Oh, well, I think it really depends on who you ask. There are still a number of people who find the concept of referentiality useful. I think we do not really need it anymore because after many years of study we now understand that what is typically known as referential communication, for instance, communication in the predator context, is not fundamentally different from other forms of vocal communication. A great deal of communication relies on signals that are in one way or another predictive and recipients who are able to understand that link. The interesting question is rather why some calls are more specific than others. With regard to intentionality, the biggest issue is how you define it. I would maintain that there are many instances of goal-directed signaling in primate communication, but that is not the same thing as “common ground”, ie that I understand that you do not only understand what I say but also that I have the intention to communicate this information for you to understand it.
7- Regarding the previous question, what key aspect do you consider should be more deeply studied and assessed in primate communication?
I would really like to know why vocal communication reveals such limited “evolvability” compared to social behavior, for instance. Baboons grunt the same way all over Africa to regulate their relationships, but they live in fundamentally different societies. That’s a great puzzle.
8- At the German Primate Center your research group conducts cognitive test on long-tailed macaques (Macaca fascicularis). Could you tell us more about this project? What kind of questions are you trying to resolve at the moment?
One of the big questions is in which way monkeys’ performance in cognitive tasks is modulated by the performance of others. Humans are extremely sensitive to this, even when they are not directly competing. A person who jogs past you at lightning speed may frustrate you, so you may run a bit slower or just keep it up, but if someone runs just a little bit faster, you may be tempted to increase your speed. We wanted to know whether we find similar effects in our monkeys. But they were relatively oblivious to the performance of another monkey working on the same task. We are now doing a number of follow-up tests to see whether we can identify conditions where they might be sensitive to others’ performance.
9- Your book Affengesellschaft (2012), which brings your research near to the general public, has been recently translated to English under the title Monkeytalk: Inside the Worlds and Minds of Primates. Do you think that popularization is a pending subject in Primatology? In other words, that there is a need to raise awareness of the importance of studying primates?

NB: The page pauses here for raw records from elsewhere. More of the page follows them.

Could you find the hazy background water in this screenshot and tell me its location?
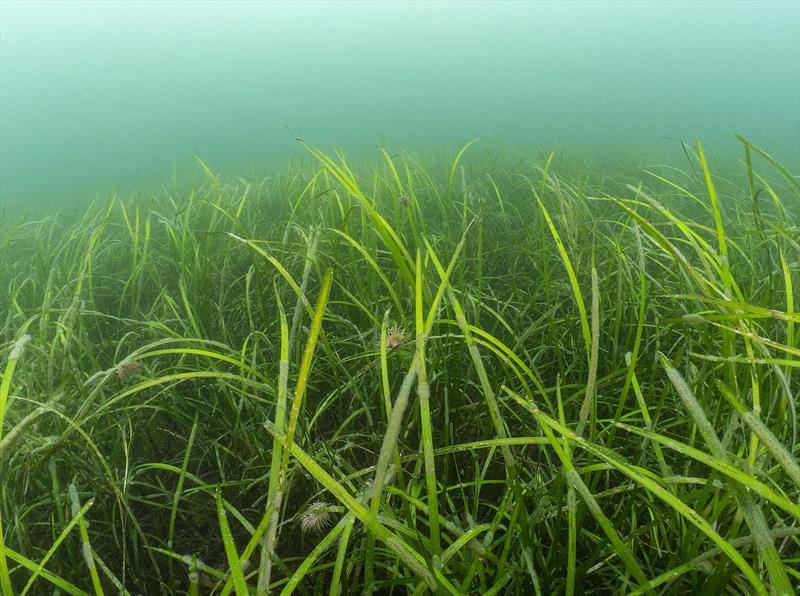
[0,0,800,205]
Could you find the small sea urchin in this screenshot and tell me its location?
[386,324,406,352]
[300,501,331,534]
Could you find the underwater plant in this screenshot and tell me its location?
[0,137,800,595]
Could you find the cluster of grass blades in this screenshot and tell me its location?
[0,138,800,596]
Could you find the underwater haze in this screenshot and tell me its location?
[0,0,800,206]
[0,0,800,596]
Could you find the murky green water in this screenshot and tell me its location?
[0,0,800,205]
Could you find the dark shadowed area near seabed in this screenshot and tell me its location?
[0,1,800,596]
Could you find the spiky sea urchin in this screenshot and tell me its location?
[300,501,331,534]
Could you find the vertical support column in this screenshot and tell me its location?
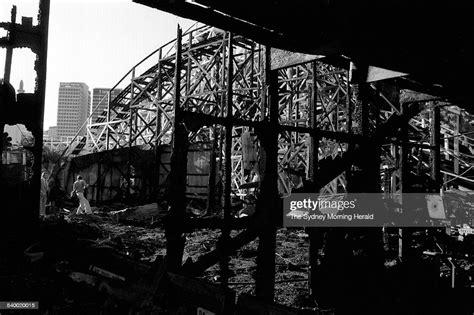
[255,47,280,302]
[453,109,461,175]
[430,103,441,192]
[306,61,324,297]
[2,5,16,82]
[127,68,135,197]
[32,0,50,222]
[220,33,234,286]
[398,104,410,258]
[165,26,188,272]
[95,159,102,206]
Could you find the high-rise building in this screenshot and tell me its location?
[57,82,90,137]
[91,88,122,124]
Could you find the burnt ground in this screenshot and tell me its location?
[0,211,474,315]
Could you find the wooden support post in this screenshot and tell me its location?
[32,0,50,222]
[430,102,441,192]
[255,47,279,302]
[95,158,102,206]
[207,126,220,215]
[2,5,16,82]
[220,33,234,286]
[453,109,461,175]
[165,26,188,272]
[398,104,410,258]
[307,61,324,297]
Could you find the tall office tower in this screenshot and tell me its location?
[58,82,90,137]
[90,88,122,124]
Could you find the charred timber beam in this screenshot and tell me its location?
[220,33,234,286]
[165,26,188,272]
[183,111,366,143]
[430,103,442,192]
[255,47,280,302]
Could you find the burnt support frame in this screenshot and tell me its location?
[165,26,188,272]
[255,47,281,302]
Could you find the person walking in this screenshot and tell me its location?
[40,172,48,217]
[71,175,92,214]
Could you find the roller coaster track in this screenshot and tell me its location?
[59,25,474,199]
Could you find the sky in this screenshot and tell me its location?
[0,0,194,130]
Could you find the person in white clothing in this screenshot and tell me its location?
[40,172,48,217]
[71,175,92,214]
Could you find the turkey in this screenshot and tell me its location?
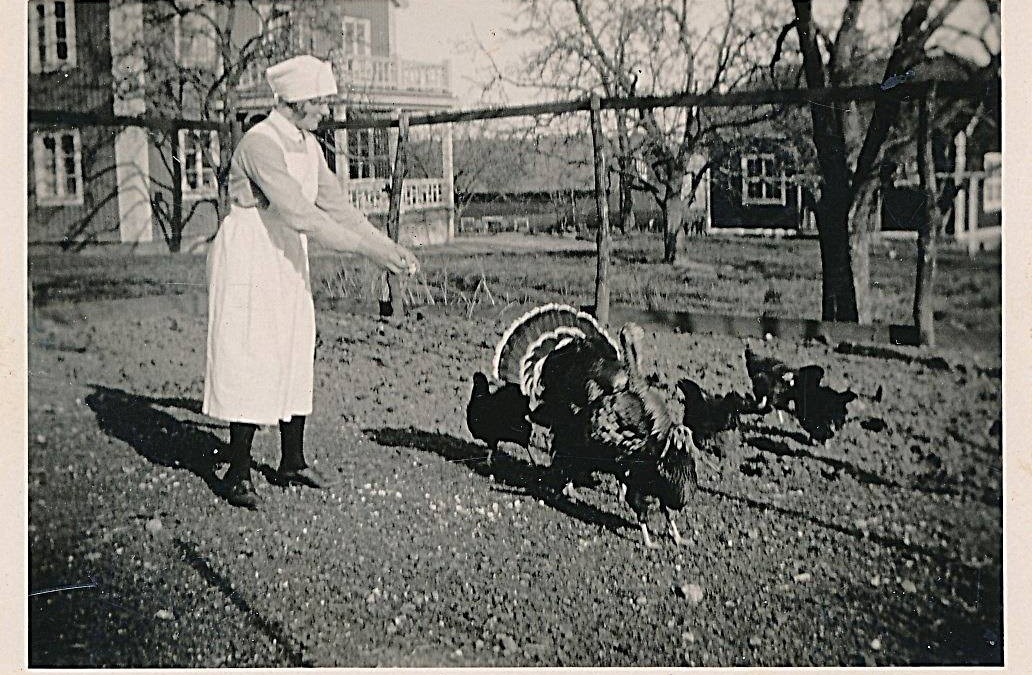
[677,378,756,457]
[493,304,698,547]
[465,373,530,462]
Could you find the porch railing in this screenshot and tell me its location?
[345,179,448,214]
[332,55,451,94]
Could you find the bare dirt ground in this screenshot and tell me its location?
[28,288,1003,667]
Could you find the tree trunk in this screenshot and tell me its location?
[616,108,635,234]
[849,182,878,324]
[913,92,942,347]
[591,94,610,326]
[380,110,409,317]
[816,189,858,322]
[659,190,684,264]
[168,127,183,253]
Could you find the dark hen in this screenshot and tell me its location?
[494,304,696,546]
[677,378,756,456]
[465,373,530,461]
[792,365,862,443]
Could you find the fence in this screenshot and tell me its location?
[29,75,999,342]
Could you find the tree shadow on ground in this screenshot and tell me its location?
[86,385,228,494]
[363,427,638,539]
[745,433,957,495]
[172,538,314,668]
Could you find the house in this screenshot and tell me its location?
[705,54,1001,245]
[29,0,456,250]
[880,62,1002,253]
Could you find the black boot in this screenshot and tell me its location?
[277,415,333,489]
[222,422,258,509]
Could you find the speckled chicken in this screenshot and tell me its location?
[494,304,697,546]
[677,378,756,457]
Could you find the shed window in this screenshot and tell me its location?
[29,0,76,73]
[348,128,390,179]
[32,129,83,205]
[342,17,372,56]
[180,129,219,199]
[742,155,784,206]
[173,10,218,68]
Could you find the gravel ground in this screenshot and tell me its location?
[28,301,1003,667]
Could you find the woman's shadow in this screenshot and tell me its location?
[86,385,228,494]
[363,427,637,536]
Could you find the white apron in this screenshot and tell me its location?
[203,122,320,424]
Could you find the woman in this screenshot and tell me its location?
[203,56,419,509]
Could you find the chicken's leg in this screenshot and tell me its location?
[638,522,659,548]
[666,509,684,546]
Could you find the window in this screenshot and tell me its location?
[981,153,1003,213]
[257,2,314,58]
[348,129,390,179]
[32,129,83,206]
[180,129,219,199]
[29,0,75,72]
[174,11,218,68]
[742,155,784,205]
[343,17,370,56]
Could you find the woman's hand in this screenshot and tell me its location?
[380,242,419,275]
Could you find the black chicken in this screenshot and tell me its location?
[465,373,530,461]
[792,365,862,443]
[677,378,756,457]
[494,304,697,547]
[745,347,796,414]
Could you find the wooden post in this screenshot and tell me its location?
[380,110,409,317]
[913,89,942,347]
[168,125,183,253]
[441,124,455,242]
[591,94,610,326]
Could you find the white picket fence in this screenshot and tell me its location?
[344,179,448,214]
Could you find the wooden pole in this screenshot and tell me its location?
[913,89,942,347]
[380,110,409,317]
[591,94,610,326]
[168,126,183,253]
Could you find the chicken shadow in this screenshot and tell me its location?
[363,427,637,536]
[86,385,228,493]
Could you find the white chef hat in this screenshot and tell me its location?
[265,55,336,102]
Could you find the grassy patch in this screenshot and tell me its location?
[29,234,1001,329]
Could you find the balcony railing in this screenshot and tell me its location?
[237,55,452,96]
[332,55,451,95]
[345,179,448,214]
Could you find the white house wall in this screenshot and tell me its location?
[109,0,154,244]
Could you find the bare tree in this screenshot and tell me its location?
[507,0,776,262]
[774,0,992,322]
[112,0,333,252]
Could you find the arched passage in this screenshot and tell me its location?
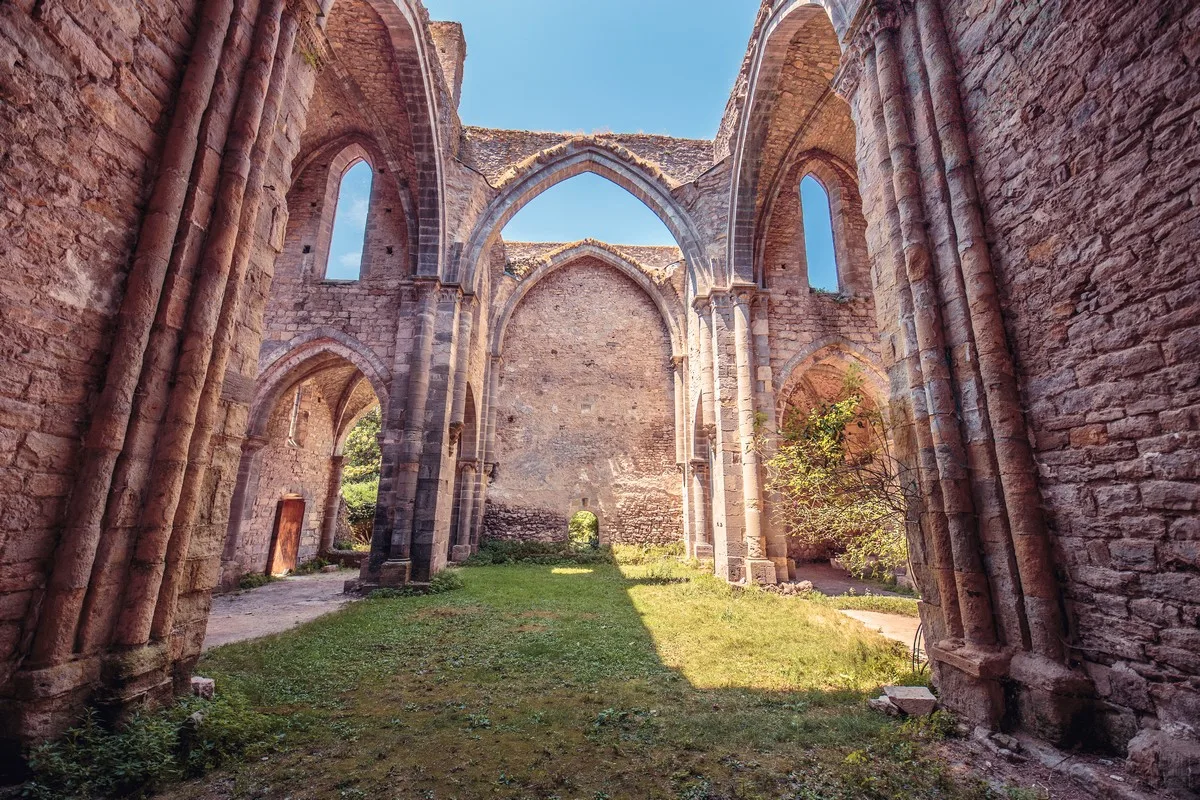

My book is only one of many books that have been written on primates; I guess people who are buying these books do not need to be convinced that primates are in peril, or that it is important to understand them better. Yet, it is worthwhile to reach out to broader audiences and try to explain how the field continues to develop. And some people also seem to be genuinely curious about life in the bush.
10- In a previous interview about your career you wished for a time machine. Would you change anything about your past if you could?
Not really. I think I have mostly been very lucky so far.
11- And finally, what would be your advice for Primatology students who want to become successful researchers?
Some people go into primatology because they like the lifestyle and because it seems to be cool. But to be a really good primatologist, you also need a scientific mind – you need to read and think and write and analyze complex data sets. So I would always ask a prospective student which question he or she finds interesting, and why, and whether he or she has already taken an R course.